In other words, the final outcome depends on cause and effect, both as manifested in Urd’s Well (from the past) and in the power of the person or group on whom these influences are acting (in the present). There is no moral judgment or divine fiat involved – just the working out of a multitude of interwoven events both great and small.

It is sometimes said that the Germanic peoples, and particularly the Norsemen, were “fatalistic.” As we can see from the above paragraphs, this is not true. The idea of events being predetermined, with humans relegated to the role of actors in a script written in advance, is alien to the indigenous European mind. No God, no outside force, no inherent structure of the cosmos forbids free will or sets limits on human activity. However, as we have seen, that does not mean we are free to do whatever we want, whenever we want. Although we are free from divine coercion, we are not free from cause and effect. The man whose leg is trapped by a fallen rock is not free to walk away – not because God or the Norns are forbidding it, but because of impersonal events.

Philosophically, this means that to an extent limited only by our power, we are free to “make our own fate.”

It is this freedom that makes heroism possible. In any contest we are expected to exert all our strength, talent and will to gain victory. The difficulty of the challenge becomes a chance to prove our own worthiness. If we triumph, the experience makes us stronger. We grow in spiritual power and in reputation.’

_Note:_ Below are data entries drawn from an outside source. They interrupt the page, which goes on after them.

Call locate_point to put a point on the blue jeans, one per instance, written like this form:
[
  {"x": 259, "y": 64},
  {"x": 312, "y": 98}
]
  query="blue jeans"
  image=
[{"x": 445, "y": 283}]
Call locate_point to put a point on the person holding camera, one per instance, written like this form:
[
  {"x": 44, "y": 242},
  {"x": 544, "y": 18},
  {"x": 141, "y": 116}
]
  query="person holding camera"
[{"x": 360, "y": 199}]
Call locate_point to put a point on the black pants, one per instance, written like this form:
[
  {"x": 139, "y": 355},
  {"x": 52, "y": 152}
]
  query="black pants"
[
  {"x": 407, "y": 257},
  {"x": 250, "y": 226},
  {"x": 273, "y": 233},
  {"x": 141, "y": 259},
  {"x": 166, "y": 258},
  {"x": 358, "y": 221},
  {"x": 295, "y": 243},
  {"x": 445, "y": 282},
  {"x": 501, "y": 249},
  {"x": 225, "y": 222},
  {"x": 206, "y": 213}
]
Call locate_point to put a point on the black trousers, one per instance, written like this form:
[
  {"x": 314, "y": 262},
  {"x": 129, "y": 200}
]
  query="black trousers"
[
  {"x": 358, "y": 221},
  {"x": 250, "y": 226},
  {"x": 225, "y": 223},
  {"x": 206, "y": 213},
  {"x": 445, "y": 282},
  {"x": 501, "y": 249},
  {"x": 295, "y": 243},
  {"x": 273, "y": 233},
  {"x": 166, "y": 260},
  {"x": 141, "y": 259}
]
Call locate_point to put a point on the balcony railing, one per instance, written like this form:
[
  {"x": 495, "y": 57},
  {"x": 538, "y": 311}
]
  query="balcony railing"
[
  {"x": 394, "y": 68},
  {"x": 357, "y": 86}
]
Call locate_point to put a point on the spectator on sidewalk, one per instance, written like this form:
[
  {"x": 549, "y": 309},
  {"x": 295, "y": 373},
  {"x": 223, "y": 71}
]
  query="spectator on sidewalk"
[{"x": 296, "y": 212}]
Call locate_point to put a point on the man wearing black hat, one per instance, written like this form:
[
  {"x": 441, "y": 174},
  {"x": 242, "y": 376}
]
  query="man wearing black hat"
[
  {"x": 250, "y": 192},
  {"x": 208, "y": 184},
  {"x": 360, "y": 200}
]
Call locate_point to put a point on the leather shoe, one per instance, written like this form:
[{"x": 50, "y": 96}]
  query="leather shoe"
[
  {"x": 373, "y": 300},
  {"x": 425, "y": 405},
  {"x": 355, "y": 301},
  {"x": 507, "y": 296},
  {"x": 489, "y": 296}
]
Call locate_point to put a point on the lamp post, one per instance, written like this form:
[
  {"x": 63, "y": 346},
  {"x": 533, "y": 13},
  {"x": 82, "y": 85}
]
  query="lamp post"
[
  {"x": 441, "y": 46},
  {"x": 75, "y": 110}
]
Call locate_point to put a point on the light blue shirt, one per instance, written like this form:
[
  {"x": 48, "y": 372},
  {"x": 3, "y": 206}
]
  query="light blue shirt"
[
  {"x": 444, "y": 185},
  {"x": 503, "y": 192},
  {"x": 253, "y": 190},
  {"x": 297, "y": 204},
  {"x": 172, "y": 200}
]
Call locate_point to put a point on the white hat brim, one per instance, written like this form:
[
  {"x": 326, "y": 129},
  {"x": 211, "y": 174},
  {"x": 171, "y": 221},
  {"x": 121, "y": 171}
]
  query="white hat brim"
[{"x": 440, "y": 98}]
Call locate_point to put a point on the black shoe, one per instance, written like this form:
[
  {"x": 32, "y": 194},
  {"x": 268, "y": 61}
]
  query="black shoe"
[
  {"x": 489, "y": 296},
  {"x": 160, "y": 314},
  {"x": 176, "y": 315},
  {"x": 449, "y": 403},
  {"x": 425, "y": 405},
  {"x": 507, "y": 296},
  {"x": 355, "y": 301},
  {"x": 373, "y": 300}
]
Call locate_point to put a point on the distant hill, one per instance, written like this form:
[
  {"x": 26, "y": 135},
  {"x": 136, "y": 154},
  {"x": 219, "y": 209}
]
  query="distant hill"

And if we do not win, but are instead defeated? This, not victory, is the true test of the hero. We may not be able to control circumstances, but we can control the way in which we react to defeat. An enemy can take away victory and even, in the extreme, take away our lives, but the hero does not allow the foe to take away his or her poise, calm, and dignity.

The native Way of the Germanic People insists we assume the burdens and rewards of free will. We are not puppets or pawns, but free men and women acting in the complex arena of the present under the influence of many forces with roots in the past. We fight life’s battles, and in the process grow in physical, mental, and spiritual might. For those who have mastered themselves and their reaction to events, life gives opportunities for shining heroism.